Scientists found the maps carved into boulders lying on the ground in Jordan and Saudi Arabia, not far from the kites they depicted. Desert kites are ancient, keyhole-shaped structures designed to funnel in animals, which walk in through one end and get stuck in the round enclosure or pit at the other.
What Were Desert Kites Used For?
The current study concludes that humans used kites not just for meat but also for hides and horns, harvesting animals at a rate that might have risked extinction. At the same time, humans were experimenting with farming in the Near East, the study says, and developing other means for producing large amounts of food.
Despite their dramatic appearance, desert kites are commonplace in the Middle East, Caucasia and Central Asia, where researchers have identified 6,255.
Engravings of Ancient Hunting Traps
In Jordan, the researchers found a 7,000-year-old engraving near eight different kites in the Jibal al-Khasabiyeh area. Humans had used stone tools to map out the projects, which are fully visible only from the air.
In Saudi Arabia, the team found an 8,000-year-old engraving chipped out of the stone using hand picks, all to map out two different kites positioned more than two miles apart. This engraving was much larger – about 12 feet by 8 feet.
The researchers from France and the Middle East say the newly discovered maps stand as the earliest to-scale depictions yet discovered.
“Few plans or maps predate the period of the literate civilizations of Mesopotamia and Ancient Egypt,” according to a press release. “The ability to transpose large space onto a small, two dimensional surface represents a milestone in intelligent behavior.”

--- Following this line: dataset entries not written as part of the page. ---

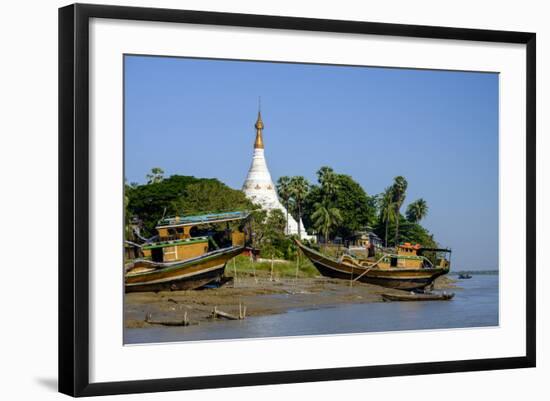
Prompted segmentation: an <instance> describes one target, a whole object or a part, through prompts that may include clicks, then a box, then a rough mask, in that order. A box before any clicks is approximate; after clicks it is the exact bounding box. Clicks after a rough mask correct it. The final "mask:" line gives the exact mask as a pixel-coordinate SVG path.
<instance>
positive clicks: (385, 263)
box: [380, 242, 451, 269]
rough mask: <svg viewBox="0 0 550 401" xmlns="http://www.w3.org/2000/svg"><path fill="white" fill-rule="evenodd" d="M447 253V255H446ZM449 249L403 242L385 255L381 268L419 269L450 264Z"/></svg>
mask: <svg viewBox="0 0 550 401" xmlns="http://www.w3.org/2000/svg"><path fill="white" fill-rule="evenodd" d="M447 254H448V255H449V256H448V257H447ZM450 254H451V250H450V249H440V248H423V247H422V245H420V244H411V243H409V242H405V243H403V244H400V245H398V246H397V247H396V253H395V254H388V255H386V256H385V257H384V258H383V260H382V261H381V263H380V267H382V268H396V267H399V268H408V269H421V268H430V267H432V268H433V267H443V268H448V267H449V266H450V263H451V261H450Z"/></svg>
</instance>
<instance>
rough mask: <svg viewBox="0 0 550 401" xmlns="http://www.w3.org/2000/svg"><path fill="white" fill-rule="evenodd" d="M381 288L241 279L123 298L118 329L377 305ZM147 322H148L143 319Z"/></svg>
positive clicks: (447, 287)
mask: <svg viewBox="0 0 550 401" xmlns="http://www.w3.org/2000/svg"><path fill="white" fill-rule="evenodd" d="M455 282H456V280H454V279H452V278H449V277H440V278H438V279H437V280H436V282H435V289H436V290H453V291H454V290H455V289H457V288H456V285H455ZM384 292H392V290H390V289H387V288H382V287H379V286H375V285H370V284H364V283H359V282H355V283H353V286H350V285H349V282H346V281H344V280H335V279H329V278H325V277H316V278H298V279H294V278H281V279H277V280H271V279H270V278H269V276H256V277H242V278H238V279H237V280H236V281H233V282H229V283H227V284H226V285H224V286H222V287H220V288H206V289H202V290H194V291H165V292H158V293H154V292H144V293H130V294H125V307H124V324H125V327H126V328H146V327H154V326H156V324H150V323H148V322H147V320H150V321H156V322H162V321H170V322H175V321H183V320H184V318H185V317H186V318H187V320H188V321H189V323H190V324H191V325H193V324H201V325H204V324H208V322H211V321H212V320H213V319H212V317H211V315H212V311H213V309H214V308H215V307H216V308H217V309H218V310H221V311H223V312H227V313H229V314H232V315H236V316H238V315H239V307H240V308H241V313H242V311H243V309H244V307H246V316H247V317H250V316H263V315H272V314H278V313H284V312H287V311H289V310H292V309H297V308H300V309H319V308H323V307H328V306H334V305H339V304H352V303H370V302H381V301H382V297H381V294H382V293H384ZM147 318H148V319H147Z"/></svg>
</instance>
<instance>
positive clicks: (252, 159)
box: [243, 149, 311, 239]
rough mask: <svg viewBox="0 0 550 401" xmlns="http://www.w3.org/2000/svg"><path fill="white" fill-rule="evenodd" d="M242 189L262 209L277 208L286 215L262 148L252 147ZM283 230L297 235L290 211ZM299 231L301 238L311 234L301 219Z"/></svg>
mask: <svg viewBox="0 0 550 401" xmlns="http://www.w3.org/2000/svg"><path fill="white" fill-rule="evenodd" d="M243 191H244V193H245V195H246V196H247V197H248V199H250V200H251V201H252V202H254V203H256V204H258V205H260V206H261V207H262V209H263V210H267V211H268V212H269V211H271V210H274V209H278V210H280V211H281V212H283V214H284V215H285V217H286V216H287V211H286V208H285V207H284V206H283V205H282V204H281V202H280V201H279V198H278V196H277V192H276V190H275V186H274V185H273V181H272V180H271V174H270V173H269V170H268V169H267V163H266V161H265V155H264V150H263V149H254V156H253V158H252V165H251V166H250V170H249V171H248V175H247V177H246V180H245V182H244V185H243ZM285 231H286V234H287V235H298V223H297V222H296V220H295V219H294V217H292V215H291V214H290V213H289V214H288V229H287V230H285ZM300 231H301V239H306V238H307V239H310V238H311V236H309V235H307V232H306V230H305V228H304V223H302V221H300Z"/></svg>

How Accurate Were the Ancient Drawings?
“The engravings are surprisingly realistic and accurate and are, moreover, to-scale,” the paper says. “These engravings are obviously mental depictions that could only have been made by their users and/or builders.”
At the Saudi Arabian site, humans carved the maps at about a 1:175 scale and in line with cardinal directions. Such precision would have come in handy, the papers says, when coordinating different hunting strategies after the construction of the mega-traps.
Airplanes first spotted desert kites in the 1920s, and later research measured their stone walls to be up to 3 miles in length. These impressive structures date back as early as 9,000 years ago in Jordan, during the Pre-Pottery Neolithic period.